Voilà pourquoi, chaque jour, lorsque nous sommes devant Dieu, il nous faut prier pour que sa volonté soit faite, puis prier pour les autres, prier sans nous lasser, sans nous arrêter, sans paresser, car il n’y a pas de plus grand amour que celui qui passe par la prière. C’est par la prière que l’Église tient, s’appuyant sur la foi et la charité des êtres. Si nous prions les uns pour les autres, nous sommes étroitement liés, frères et sœurs entre nous, car ce n’est pas nos infirmités humaines, mais la puissance de Dieu qui est à l’œuvre.
Si vous constatez que vous n’êtes pas capables d’aider une personne par l’action ou la parole, d’éloigner son malheur, de la guérir, souvenez-vous toujours que nous avons le Seigneur ainsi que le ferme et fort appui de la prière. Mettez cela en pratique, vérifiez-le, priez avec ardeur et force pour ceux qui vous sont chers ; vous verrez que votre prière, si faible soit-elle, est efficace, car la puissance de Dieu se manifeste en elle.
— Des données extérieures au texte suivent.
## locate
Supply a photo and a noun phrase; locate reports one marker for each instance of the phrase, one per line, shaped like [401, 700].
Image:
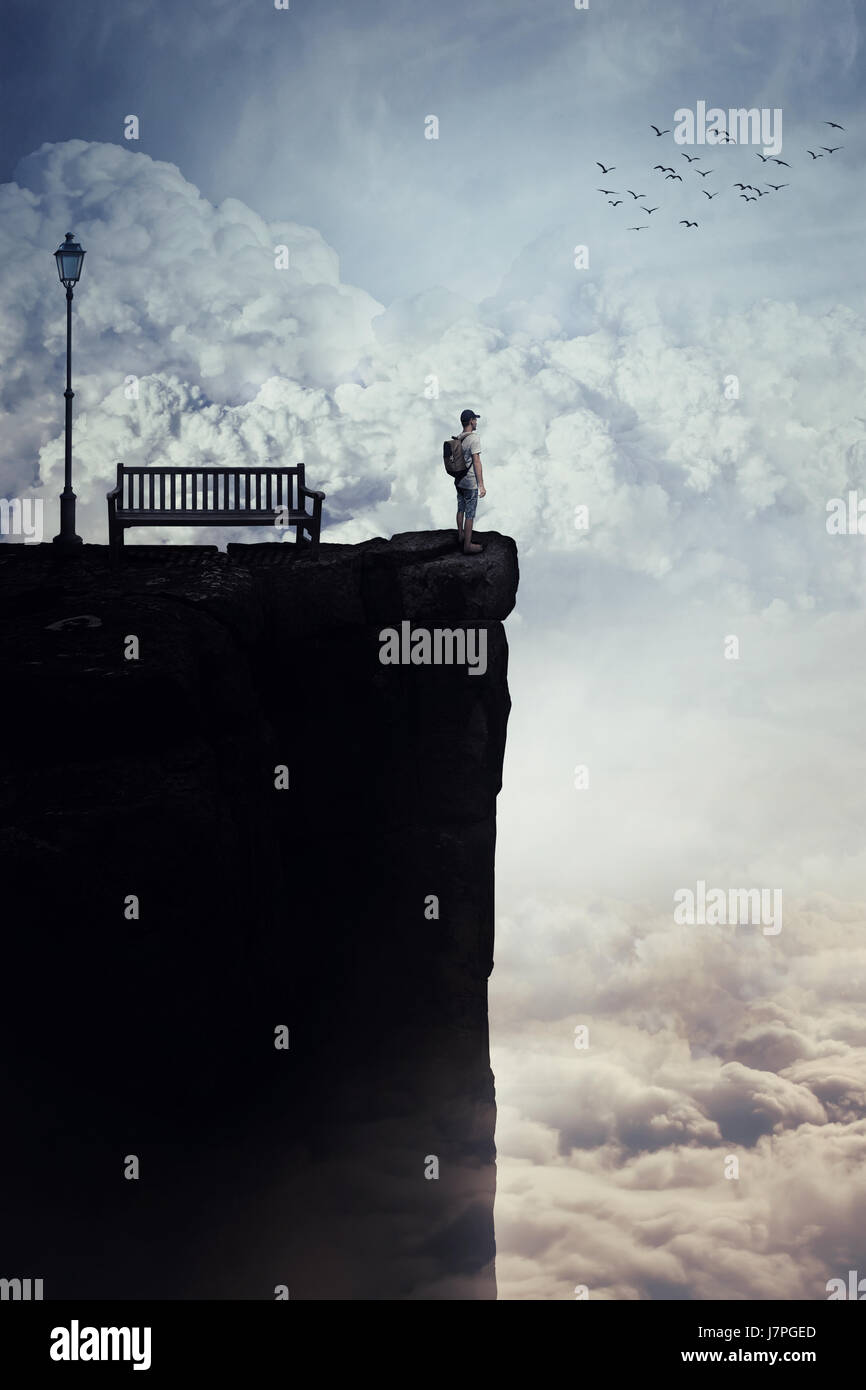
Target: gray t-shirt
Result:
[471, 445]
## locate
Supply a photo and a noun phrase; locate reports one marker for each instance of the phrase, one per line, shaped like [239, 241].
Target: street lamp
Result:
[70, 259]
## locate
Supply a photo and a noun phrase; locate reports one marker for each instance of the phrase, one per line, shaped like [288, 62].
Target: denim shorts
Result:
[467, 501]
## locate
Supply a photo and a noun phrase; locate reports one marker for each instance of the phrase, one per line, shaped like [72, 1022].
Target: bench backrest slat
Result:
[210, 489]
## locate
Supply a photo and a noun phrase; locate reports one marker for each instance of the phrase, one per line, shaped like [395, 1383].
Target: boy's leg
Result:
[470, 502]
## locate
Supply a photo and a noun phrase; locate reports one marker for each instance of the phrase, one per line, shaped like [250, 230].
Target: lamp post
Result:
[70, 259]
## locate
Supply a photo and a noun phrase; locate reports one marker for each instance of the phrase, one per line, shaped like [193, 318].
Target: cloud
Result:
[706, 517]
[590, 396]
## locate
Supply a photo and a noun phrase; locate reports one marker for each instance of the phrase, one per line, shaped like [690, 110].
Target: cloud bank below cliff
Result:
[704, 512]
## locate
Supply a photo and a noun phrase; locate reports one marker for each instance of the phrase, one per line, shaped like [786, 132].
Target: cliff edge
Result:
[248, 813]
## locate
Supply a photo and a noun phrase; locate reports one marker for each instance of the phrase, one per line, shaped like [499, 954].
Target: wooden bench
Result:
[213, 496]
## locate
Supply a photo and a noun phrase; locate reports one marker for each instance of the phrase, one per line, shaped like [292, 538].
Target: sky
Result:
[699, 391]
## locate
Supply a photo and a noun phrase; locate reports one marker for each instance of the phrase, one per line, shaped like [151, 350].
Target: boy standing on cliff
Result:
[471, 485]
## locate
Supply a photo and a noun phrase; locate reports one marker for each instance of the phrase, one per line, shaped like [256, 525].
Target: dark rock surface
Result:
[259, 908]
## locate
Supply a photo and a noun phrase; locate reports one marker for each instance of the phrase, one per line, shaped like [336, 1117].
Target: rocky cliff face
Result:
[171, 906]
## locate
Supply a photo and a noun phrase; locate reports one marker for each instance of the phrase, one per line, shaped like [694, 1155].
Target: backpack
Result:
[455, 459]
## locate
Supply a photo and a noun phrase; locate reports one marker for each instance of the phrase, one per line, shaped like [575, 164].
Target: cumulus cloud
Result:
[706, 516]
[591, 395]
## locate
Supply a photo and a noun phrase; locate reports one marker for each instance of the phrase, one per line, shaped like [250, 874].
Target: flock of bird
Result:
[747, 191]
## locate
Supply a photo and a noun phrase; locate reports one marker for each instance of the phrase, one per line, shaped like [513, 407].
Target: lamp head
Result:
[70, 260]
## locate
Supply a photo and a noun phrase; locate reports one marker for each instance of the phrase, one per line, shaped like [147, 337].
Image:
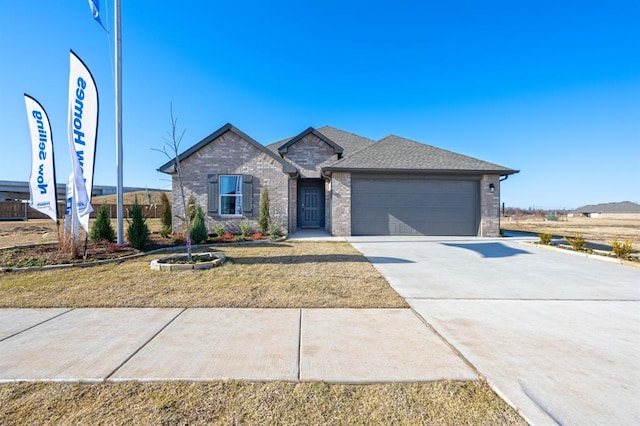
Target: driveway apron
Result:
[555, 334]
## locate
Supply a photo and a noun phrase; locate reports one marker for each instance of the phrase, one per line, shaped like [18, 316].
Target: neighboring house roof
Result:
[620, 207]
[169, 166]
[394, 153]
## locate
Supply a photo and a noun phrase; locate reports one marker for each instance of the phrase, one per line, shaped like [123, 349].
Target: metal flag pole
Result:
[118, 87]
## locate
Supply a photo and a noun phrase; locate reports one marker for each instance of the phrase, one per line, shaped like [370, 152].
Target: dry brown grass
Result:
[40, 231]
[441, 403]
[269, 275]
[144, 198]
[592, 229]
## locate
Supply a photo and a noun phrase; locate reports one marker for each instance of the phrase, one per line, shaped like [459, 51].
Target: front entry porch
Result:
[311, 205]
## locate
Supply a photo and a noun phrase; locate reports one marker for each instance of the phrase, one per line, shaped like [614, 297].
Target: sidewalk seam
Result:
[299, 341]
[108, 376]
[449, 344]
[36, 325]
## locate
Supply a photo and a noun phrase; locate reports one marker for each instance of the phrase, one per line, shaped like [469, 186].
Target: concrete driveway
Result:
[557, 335]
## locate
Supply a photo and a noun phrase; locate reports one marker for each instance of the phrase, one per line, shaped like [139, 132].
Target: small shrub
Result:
[622, 250]
[199, 233]
[275, 230]
[577, 242]
[245, 228]
[102, 229]
[138, 231]
[545, 238]
[263, 220]
[218, 229]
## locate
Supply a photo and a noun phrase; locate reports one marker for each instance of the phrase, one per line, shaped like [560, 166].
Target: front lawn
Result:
[270, 275]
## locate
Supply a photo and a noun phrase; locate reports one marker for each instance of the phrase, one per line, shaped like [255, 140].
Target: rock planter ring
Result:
[179, 262]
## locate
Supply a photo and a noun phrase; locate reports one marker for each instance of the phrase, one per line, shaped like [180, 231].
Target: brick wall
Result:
[489, 206]
[340, 204]
[230, 154]
[310, 155]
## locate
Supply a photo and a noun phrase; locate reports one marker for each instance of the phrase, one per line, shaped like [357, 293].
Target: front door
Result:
[311, 203]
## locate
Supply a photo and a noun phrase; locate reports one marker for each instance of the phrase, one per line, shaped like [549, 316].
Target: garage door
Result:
[403, 205]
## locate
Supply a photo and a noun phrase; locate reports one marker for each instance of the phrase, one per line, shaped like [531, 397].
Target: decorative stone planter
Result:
[179, 262]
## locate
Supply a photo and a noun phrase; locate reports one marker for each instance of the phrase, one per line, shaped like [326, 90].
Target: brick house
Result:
[341, 182]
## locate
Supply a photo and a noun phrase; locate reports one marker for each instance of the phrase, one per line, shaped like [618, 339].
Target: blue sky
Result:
[549, 88]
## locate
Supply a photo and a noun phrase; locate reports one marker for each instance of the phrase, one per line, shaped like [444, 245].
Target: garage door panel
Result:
[414, 206]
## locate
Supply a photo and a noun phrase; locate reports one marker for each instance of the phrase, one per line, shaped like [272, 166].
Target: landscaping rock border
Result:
[202, 261]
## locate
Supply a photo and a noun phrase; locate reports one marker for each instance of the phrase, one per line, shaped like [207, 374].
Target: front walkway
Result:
[117, 344]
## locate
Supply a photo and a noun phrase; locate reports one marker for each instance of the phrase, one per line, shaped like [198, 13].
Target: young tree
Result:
[102, 229]
[171, 150]
[199, 232]
[138, 231]
[263, 220]
[165, 215]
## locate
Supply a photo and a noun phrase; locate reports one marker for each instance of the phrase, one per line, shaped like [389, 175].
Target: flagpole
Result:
[118, 87]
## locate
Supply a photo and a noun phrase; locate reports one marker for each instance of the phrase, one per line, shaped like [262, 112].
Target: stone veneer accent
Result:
[489, 207]
[340, 204]
[231, 154]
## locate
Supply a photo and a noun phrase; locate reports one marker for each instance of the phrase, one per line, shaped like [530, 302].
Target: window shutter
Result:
[212, 194]
[247, 195]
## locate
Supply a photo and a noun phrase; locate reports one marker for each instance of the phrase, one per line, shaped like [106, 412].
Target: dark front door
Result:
[310, 203]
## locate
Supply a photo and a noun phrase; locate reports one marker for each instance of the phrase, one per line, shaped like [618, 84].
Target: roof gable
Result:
[285, 147]
[394, 153]
[169, 166]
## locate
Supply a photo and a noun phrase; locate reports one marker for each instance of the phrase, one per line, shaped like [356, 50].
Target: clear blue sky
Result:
[551, 88]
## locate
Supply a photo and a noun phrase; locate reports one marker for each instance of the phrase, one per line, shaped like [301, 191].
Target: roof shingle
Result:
[400, 154]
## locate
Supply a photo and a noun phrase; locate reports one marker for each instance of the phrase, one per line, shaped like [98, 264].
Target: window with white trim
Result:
[230, 195]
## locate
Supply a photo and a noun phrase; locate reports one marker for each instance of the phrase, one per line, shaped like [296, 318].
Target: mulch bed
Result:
[52, 254]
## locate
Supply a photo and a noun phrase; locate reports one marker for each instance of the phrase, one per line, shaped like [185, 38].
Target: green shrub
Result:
[263, 220]
[218, 229]
[545, 238]
[245, 228]
[275, 230]
[622, 250]
[577, 242]
[102, 229]
[165, 215]
[199, 232]
[138, 231]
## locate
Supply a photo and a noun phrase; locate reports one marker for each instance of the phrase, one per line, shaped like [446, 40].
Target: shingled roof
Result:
[394, 153]
[349, 142]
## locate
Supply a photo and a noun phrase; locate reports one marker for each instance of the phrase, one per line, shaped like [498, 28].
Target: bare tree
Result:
[171, 149]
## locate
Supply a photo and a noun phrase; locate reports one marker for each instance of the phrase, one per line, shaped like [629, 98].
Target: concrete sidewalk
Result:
[556, 335]
[332, 345]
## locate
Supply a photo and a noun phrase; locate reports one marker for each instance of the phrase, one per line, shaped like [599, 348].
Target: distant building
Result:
[621, 210]
[19, 191]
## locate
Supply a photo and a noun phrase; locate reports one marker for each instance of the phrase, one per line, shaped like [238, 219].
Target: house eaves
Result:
[394, 154]
[285, 147]
[169, 166]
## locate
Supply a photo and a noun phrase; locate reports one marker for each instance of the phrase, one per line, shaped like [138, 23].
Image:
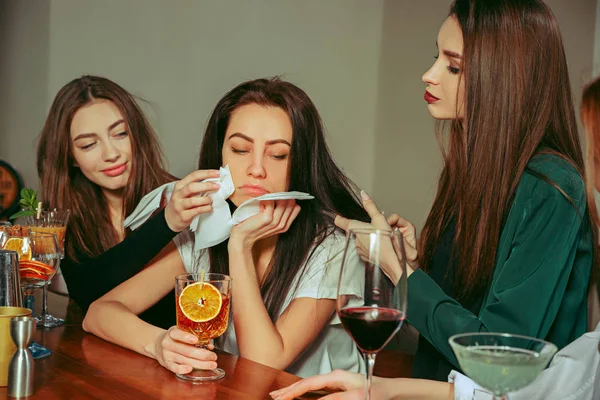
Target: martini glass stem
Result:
[370, 362]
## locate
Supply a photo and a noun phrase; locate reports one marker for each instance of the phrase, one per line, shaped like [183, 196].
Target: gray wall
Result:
[361, 62]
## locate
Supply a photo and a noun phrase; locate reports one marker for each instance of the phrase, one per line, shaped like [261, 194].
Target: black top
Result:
[92, 278]
[430, 363]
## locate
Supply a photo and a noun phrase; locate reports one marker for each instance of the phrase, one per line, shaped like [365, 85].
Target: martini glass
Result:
[500, 362]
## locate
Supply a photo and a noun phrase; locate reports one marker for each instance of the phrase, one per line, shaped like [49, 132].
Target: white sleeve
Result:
[185, 245]
[466, 389]
[572, 375]
[319, 278]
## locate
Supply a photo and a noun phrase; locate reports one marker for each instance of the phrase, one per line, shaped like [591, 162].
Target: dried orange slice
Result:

Par la prière, nous comprendrons que c’est de notre faute si le Seigneur nous semble lointain. Si nous l’invoquons, en priant pour nos proches, il sera toujours avec nous, nous le sentirons toujours. Le Christ a dit lui-même : « Là où deux ou trois sont réunis en mon nom, je suis au milieu d’eux » (Mt 18, 20) et « Ce que vous demanderez au Père en mon nom vous sera accordé » (Jn 14, 13). Prions, priez tous pour vos amis, vos proches, et vous connaîtrez l’amour de Dieu. Amen.